Well we finally decided to invest in a tv/dvd player. Our motorhome (adria twin) already has a 15mm mounting board fitted to the shower wall (which if like the other cupboards etc is also 15mm). 

Now, the mounting bracket that I have purchased has massive M6 x 65 mounting screws which obviously if I used would go through the mounting board, the wall, the shower wall covering and the mirror on the other side 8O 

The bracket is designed to take a tv up to 15kgs in weight, whereas the one that I have is 4kg. 

So, basically, in others experience, would I be ok using shorter mounting screws? The tv won't be left on the bracket while travelling.

Thanks for your help.


----------



## MikeCo (Jan 26, 2008)

I fitted mine to the 18mm lightweight board with a couple of screws and the tv is left on but secured with a bungee.
I will say that the first screws I used came through into the shower/toilet room and I was going to leave them to hang towels on.
:lol: 
I have now put shorter screws in.

Mike


----------



## gaspode (May 9, 2005)

TV mounts are rated for static loads, not dynamic as experienced in a vehicle so the 15kg rating is inapplicable to the useage intended. Your 4kg TV will certainly exert loads much greater than 15kg whilst carrying a 4kg TV when your van hits a pothole or is involved in a minor collision.

For this reason you need to use a "belt and braces" approach to the fixing screws (which are always a weak spot anyway). Personally I always look to use machine screws and nuts with a backing plate on the other side of the fixing surface to spread the load. Don't forget that a 4kg TV will be a lethal missile in the event of a crash and you won't want it hitting the back of your head.
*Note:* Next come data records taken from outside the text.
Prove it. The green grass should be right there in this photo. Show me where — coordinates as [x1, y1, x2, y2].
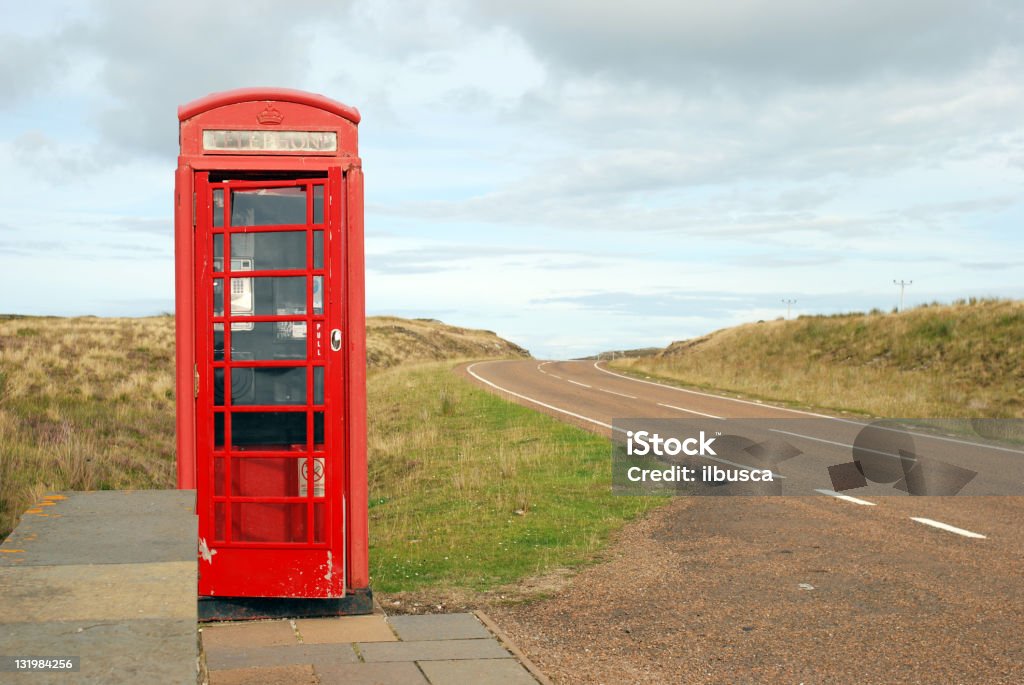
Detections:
[0, 316, 657, 592]
[612, 300, 1024, 419]
[370, 363, 664, 592]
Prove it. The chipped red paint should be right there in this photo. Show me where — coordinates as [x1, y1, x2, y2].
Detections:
[174, 89, 370, 598]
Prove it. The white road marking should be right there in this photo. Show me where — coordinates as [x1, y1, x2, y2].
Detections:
[466, 361, 626, 433]
[466, 361, 785, 479]
[768, 428, 913, 462]
[594, 361, 1024, 455]
[814, 489, 877, 507]
[910, 516, 985, 540]
[657, 402, 722, 419]
[598, 388, 636, 399]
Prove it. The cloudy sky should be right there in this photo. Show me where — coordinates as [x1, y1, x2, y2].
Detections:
[0, 0, 1024, 357]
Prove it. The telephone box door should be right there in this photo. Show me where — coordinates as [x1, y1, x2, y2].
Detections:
[195, 169, 346, 598]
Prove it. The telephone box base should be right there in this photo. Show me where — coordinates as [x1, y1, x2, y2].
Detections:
[199, 588, 374, 623]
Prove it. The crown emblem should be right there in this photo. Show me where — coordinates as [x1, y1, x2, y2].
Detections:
[256, 104, 285, 126]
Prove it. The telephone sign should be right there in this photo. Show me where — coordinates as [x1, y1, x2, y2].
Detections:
[175, 89, 371, 617]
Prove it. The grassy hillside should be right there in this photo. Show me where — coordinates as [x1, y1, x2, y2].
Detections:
[612, 300, 1024, 418]
[367, 316, 529, 369]
[0, 315, 528, 538]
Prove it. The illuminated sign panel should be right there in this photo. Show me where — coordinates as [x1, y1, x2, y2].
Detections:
[203, 129, 338, 153]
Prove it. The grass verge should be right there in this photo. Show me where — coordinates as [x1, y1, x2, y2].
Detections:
[369, 362, 665, 592]
[610, 300, 1024, 419]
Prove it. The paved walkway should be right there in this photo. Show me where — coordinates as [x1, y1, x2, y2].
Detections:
[202, 613, 549, 685]
[0, 490, 199, 685]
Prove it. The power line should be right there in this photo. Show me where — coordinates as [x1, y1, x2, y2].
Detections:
[782, 299, 797, 318]
[893, 280, 913, 311]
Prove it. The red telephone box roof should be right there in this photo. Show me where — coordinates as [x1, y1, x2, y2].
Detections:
[178, 88, 359, 124]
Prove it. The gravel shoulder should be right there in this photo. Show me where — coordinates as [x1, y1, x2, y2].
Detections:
[486, 498, 1024, 684]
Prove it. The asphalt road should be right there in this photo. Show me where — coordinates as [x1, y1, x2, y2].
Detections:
[466, 360, 1024, 683]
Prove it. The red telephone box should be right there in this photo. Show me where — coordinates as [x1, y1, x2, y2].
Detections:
[175, 89, 371, 617]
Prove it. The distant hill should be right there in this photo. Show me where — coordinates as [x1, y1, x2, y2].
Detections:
[611, 300, 1024, 418]
[367, 316, 529, 369]
[0, 314, 529, 539]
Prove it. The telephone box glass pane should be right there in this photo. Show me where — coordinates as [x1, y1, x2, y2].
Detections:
[313, 367, 324, 404]
[231, 502, 306, 543]
[313, 230, 324, 268]
[213, 502, 227, 542]
[313, 275, 324, 314]
[313, 502, 327, 543]
[226, 320, 306, 361]
[213, 188, 224, 226]
[230, 368, 306, 405]
[229, 274, 306, 315]
[213, 369, 264, 406]
[213, 367, 306, 406]
[231, 412, 324, 449]
[213, 459, 226, 497]
[213, 412, 224, 451]
[313, 185, 324, 223]
[213, 279, 224, 316]
[233, 230, 306, 270]
[231, 187, 306, 226]
[231, 457, 305, 497]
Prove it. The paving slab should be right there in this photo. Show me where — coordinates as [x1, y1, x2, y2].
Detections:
[357, 639, 512, 663]
[202, 620, 299, 651]
[210, 663, 321, 685]
[419, 659, 537, 685]
[0, 618, 198, 685]
[295, 613, 398, 644]
[0, 490, 199, 685]
[388, 613, 490, 642]
[206, 644, 359, 671]
[0, 490, 196, 567]
[0, 553, 197, 624]
[313, 661, 428, 685]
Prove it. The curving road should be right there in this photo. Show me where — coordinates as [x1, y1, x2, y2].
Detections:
[464, 360, 1024, 683]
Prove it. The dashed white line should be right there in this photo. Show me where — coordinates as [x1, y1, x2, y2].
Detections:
[814, 489, 876, 507]
[598, 388, 636, 399]
[910, 516, 985, 540]
[768, 428, 912, 461]
[657, 402, 722, 419]
[466, 361, 626, 433]
[594, 361, 1024, 455]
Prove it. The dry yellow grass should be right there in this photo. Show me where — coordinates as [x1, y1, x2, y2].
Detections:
[613, 300, 1024, 418]
[0, 315, 527, 537]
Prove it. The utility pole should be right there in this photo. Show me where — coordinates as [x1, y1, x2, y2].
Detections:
[893, 280, 913, 311]
[782, 300, 797, 318]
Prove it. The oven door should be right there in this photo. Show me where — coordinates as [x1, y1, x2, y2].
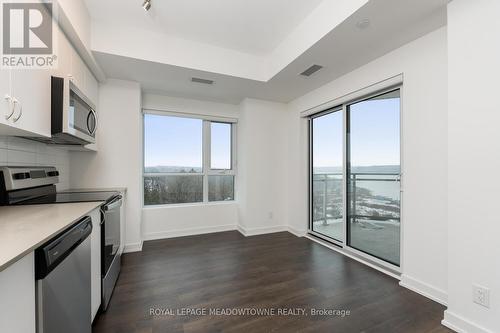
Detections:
[101, 195, 122, 311]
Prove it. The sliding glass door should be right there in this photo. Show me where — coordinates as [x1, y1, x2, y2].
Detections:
[310, 89, 401, 266]
[311, 109, 344, 242]
[347, 90, 401, 266]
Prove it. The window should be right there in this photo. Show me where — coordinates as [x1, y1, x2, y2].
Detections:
[144, 113, 235, 206]
[309, 89, 401, 268]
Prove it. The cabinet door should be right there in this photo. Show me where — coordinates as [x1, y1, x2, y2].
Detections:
[11, 69, 51, 137]
[0, 252, 36, 333]
[0, 68, 11, 124]
[90, 208, 101, 320]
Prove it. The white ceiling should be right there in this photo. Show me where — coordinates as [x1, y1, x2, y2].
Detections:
[94, 0, 448, 104]
[85, 0, 324, 55]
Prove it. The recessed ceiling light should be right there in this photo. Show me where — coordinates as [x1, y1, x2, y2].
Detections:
[142, 0, 151, 11]
[191, 77, 214, 84]
[356, 19, 371, 30]
[299, 64, 323, 77]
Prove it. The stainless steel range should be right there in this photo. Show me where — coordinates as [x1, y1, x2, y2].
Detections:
[0, 166, 123, 311]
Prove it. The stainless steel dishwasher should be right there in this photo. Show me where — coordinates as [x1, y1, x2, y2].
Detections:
[35, 217, 92, 333]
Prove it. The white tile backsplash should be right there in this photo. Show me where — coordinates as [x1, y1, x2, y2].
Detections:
[0, 136, 69, 190]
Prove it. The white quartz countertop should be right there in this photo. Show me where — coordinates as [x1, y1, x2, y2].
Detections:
[0, 202, 102, 271]
[61, 187, 127, 193]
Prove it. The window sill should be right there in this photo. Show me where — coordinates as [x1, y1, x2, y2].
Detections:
[142, 200, 236, 210]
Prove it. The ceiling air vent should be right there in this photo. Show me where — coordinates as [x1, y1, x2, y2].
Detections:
[191, 77, 214, 84]
[300, 65, 323, 77]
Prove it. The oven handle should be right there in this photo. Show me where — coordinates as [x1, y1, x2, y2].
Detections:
[102, 195, 123, 212]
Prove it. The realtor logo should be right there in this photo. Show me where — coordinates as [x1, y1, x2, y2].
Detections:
[2, 1, 57, 68]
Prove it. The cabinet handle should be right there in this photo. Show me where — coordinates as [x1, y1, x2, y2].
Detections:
[4, 95, 15, 120]
[12, 98, 23, 122]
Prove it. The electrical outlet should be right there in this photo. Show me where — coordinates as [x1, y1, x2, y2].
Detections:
[472, 285, 490, 308]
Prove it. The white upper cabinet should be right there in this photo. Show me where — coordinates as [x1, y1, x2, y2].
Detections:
[0, 68, 12, 129]
[53, 26, 72, 77]
[0, 17, 99, 137]
[82, 67, 99, 106]
[11, 69, 51, 137]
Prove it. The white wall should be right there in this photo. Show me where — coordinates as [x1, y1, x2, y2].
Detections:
[237, 99, 288, 235]
[445, 0, 500, 333]
[57, 0, 91, 50]
[70, 80, 142, 251]
[288, 28, 447, 303]
[0, 136, 70, 191]
[141, 94, 240, 240]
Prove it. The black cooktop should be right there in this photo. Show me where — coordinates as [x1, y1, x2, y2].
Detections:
[15, 192, 119, 205]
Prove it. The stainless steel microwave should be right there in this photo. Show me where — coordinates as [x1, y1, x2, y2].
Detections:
[50, 76, 98, 145]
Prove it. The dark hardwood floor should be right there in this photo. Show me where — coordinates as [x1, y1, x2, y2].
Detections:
[93, 232, 451, 333]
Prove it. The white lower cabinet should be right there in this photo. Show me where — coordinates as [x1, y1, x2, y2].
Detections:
[89, 208, 101, 321]
[0, 252, 36, 333]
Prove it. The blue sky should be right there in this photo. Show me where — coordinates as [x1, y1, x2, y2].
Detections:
[313, 94, 400, 167]
[144, 98, 400, 169]
[144, 114, 231, 168]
Holding it back with straps when travelling would also help although I wouldn't recommend bungees as they'll just stretch.

If you can't provide a secure fixing, consider removing the TV from the mount when travelling.


----------



## whenIretire (Mar 16, 2012)

Hi Gaspode,

Thanks for replying, but I think you missed the line in my OP where I've stated that the TV won't be left on the bracket while travelling


----------



## chermic (Feb 15, 2013)

We never travel with our TV on its mount due to the stresses that are put on the screws and bracket arm. It travels in an underseat locker that is really easy to get to. :roll:


----------



## valphil (Sep 5, 2012)

replaced the screws with nuts and bolts and a small back plate , works ok for me . although as you say you will have a problem with the mirror , so not that helpful I,m afraid ....Phil


----------